When you use a variable as a number, Perl tries hard to make it a number if it's not stored as a number internally. In Perl it's the operator that provides the context, and the data is transformed to fit to the operation.

In the case of "1abc" the result is 1, plus a warning (if you have warnings enabled, as I strongly recommend).

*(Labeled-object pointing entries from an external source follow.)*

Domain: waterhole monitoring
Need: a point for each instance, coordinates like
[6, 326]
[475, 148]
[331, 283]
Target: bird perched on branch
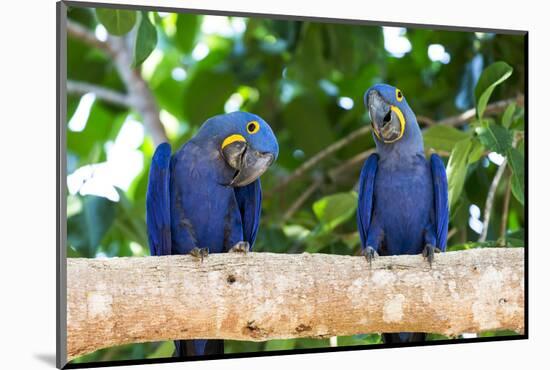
[206, 198]
[403, 204]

So it is indeed a number, if viewed as one.

The test you might want to use instead is implemented in Scalar::Util::looks_like_number

Hi,

Thanks for the reply guys - thats sheds some light on the matter :)

I think what I will do, is just use a regex for now then:

$var =~ /^[1-9]\d*$/

(the first bit is just to make sure its over 0 :))

Thanks again

Andy

Just a tangential word of caution, Andy; quoting (determining interpolation) matters:

C:>perl -e "my $var = '0x8';if ($var =~ /^[1-9]\d*$/) {print 'num' } e
+lse {print 'not a num';}"
not a num
[download]

But

C:>perl -e "my $var = 0x8;if ($var =~ /^[1-9]\d*$/) {print 'num' } els
+e {print 'not a num';}"
num
[download]

$ perl -le " $f = q!1asdf!; print $f; $f++; print $f; "
1asdf
2
[download]

my $field = 2;
print "A number!", $field + 1 if ( $field > 1);
[download]

“Typeless” languages can be both a blessing and a curse...

For example, consider:

my $seconds = $hourIndex * '60 minutes/hour' * '60 seconds/minute';